I. Procédures civiles d’exécution
- TJ Bordeaux, Jex droit commun, 12 mars 2024, n° 23/08559 N° Lexbase : A62152UQ
- CA Paris, 1, 10, 22 février 2024, n° 23/05886 N° Lexbase : A03772QZ
- CA Paris, 1, 10, 7 mars 2024, n° 23/11663 N° Lexbase : A87692TX
- CA Lyon, 22février 2024, n° 20/06309 N° Lexbase : A03462QU
- TJ Paris, PCP JCP fond, 14 février 2024, n° 23/04623 N° Lexbase : A97852MD
- TJ Paris, 3ème chambre, 3ème section, 13 mars 2024, n° 20/10831 N° Lexbase : A87682UB
I. Procédures civiles d’exécution
Se prévalant d’une contrainte en date du 18 août 2023, un créancier a fait diligenter une saisie sur les comptes bancaires de son débiteur, régulièrement dénoncée.
Par acte de commissaire de justice en date du 13 octobre 2023, le débiteur a fait assigner le créancier devant le juge de l’exécution du tribunal judiciaire de Bordeaux afin de bénéficier de délais de paiement et subsidiairement de voir annulée la mesure de saisie. En effet, il fait valoir que la saisie-attribution a été réalisée sur un compte joint mais n’a pas fait l’objet d’une dénonciation à sa conjointe cotitulaire, impliquant la nullité de cet acte. Le créancier ne partage bien évidemment pas cet avis et soutient que la saisie-attribution est valide, l’absence de dénonciation au tiers cosaisi n’étant pas sanctionnée par la nullité ou la caducité du procès-verbal de saisie.

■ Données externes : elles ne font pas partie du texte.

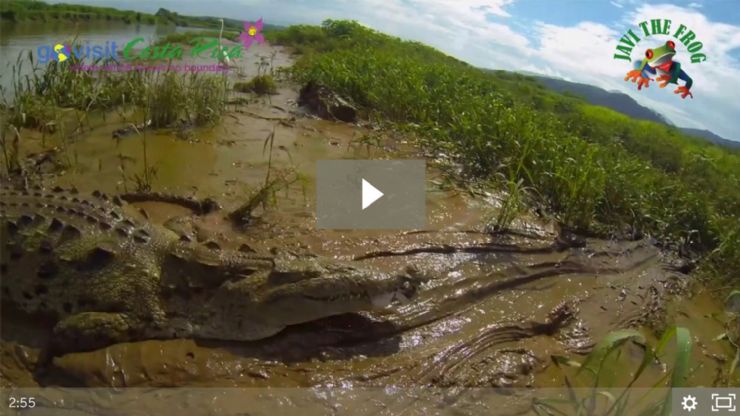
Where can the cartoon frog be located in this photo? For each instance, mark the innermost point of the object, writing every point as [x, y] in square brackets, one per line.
[660, 61]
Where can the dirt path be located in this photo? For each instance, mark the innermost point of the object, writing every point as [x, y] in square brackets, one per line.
[492, 312]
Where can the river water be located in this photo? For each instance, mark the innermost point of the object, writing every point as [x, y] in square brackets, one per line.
[486, 319]
[17, 40]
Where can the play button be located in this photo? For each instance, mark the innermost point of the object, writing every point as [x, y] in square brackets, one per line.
[370, 194]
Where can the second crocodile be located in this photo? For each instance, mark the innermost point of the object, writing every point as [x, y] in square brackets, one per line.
[105, 276]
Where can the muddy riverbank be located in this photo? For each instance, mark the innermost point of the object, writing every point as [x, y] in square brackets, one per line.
[493, 309]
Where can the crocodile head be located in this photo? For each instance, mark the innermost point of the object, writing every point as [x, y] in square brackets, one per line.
[298, 290]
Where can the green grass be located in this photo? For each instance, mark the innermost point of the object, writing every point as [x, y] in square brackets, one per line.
[31, 10]
[597, 171]
[45, 93]
[260, 85]
[604, 369]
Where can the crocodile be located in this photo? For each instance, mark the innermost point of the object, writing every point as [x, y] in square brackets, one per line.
[106, 276]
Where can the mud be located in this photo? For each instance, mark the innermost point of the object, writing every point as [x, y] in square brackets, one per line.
[493, 309]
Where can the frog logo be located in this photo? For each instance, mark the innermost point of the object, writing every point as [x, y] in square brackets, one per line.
[63, 52]
[659, 61]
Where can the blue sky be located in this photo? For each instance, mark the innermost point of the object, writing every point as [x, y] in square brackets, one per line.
[570, 39]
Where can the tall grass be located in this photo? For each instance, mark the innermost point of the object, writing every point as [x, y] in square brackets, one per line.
[597, 171]
[597, 374]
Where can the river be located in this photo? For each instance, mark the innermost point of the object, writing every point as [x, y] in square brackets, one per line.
[495, 310]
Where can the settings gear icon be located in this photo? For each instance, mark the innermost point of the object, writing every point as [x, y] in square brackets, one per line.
[689, 403]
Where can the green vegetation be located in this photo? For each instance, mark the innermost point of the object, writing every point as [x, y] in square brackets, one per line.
[260, 85]
[33, 10]
[601, 371]
[597, 171]
[57, 100]
[20, 10]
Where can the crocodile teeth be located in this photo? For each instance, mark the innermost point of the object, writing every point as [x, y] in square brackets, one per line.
[382, 300]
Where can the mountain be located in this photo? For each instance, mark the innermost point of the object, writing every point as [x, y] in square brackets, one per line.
[625, 104]
[708, 135]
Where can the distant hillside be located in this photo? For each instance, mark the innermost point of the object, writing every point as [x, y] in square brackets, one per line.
[624, 104]
[594, 95]
[708, 135]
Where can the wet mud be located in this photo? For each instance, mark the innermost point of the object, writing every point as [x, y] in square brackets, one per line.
[493, 308]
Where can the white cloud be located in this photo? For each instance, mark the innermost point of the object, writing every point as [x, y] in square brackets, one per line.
[581, 52]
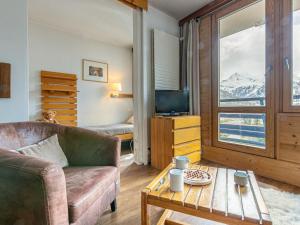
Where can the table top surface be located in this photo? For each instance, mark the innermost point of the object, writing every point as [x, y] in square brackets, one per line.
[222, 196]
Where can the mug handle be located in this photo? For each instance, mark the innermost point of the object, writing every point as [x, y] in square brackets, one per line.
[174, 160]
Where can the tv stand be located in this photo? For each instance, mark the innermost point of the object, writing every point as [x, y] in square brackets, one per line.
[173, 136]
[171, 114]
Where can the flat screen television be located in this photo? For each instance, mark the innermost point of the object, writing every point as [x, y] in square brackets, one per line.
[170, 102]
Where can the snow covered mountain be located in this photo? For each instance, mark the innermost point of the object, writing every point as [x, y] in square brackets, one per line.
[241, 86]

Pour fonder sa décision, le juge retient tout d’abord que l’article R. 211-22 du Code des procédures civiles d’exécution N° Lexbase : L2228ITP fait obligation au commissaire de justice réalisant la saisie-attribution sur un compte joint de dénoncer cet acte au cotitulaire. S’il ignore l’identité de celui-ci, l’établissement bancaire accomplit cette diligence qui n’est pas prescrite à peine de caducité et de nullité. Néanmoins, en l’espèce, le procès-verbal ne fait pas ressortir l’identité du cotitulaire. Le juge en conclut que le défaut de cette mention et de dénonciation postérieure à cette personne n’étant pas sanctionné, il ne peut en être tiré un motif d’annulation de la mesure de saisie pratiquée.
Une saisie-vente des biens meubles corporels a le plus souvent lieu au domicile du débiteur. Cependant, l'article L. 221-1 du Code des procédures civiles d'exécution N° Lexbase : L5851IR7 prévoit expressément l’hypothèse où la saisie doit avoir lieu chez un tiers. En pareille circonstance, la mesure est préalablement examinée et autorisée le cas échéant par le juge de l’exécution.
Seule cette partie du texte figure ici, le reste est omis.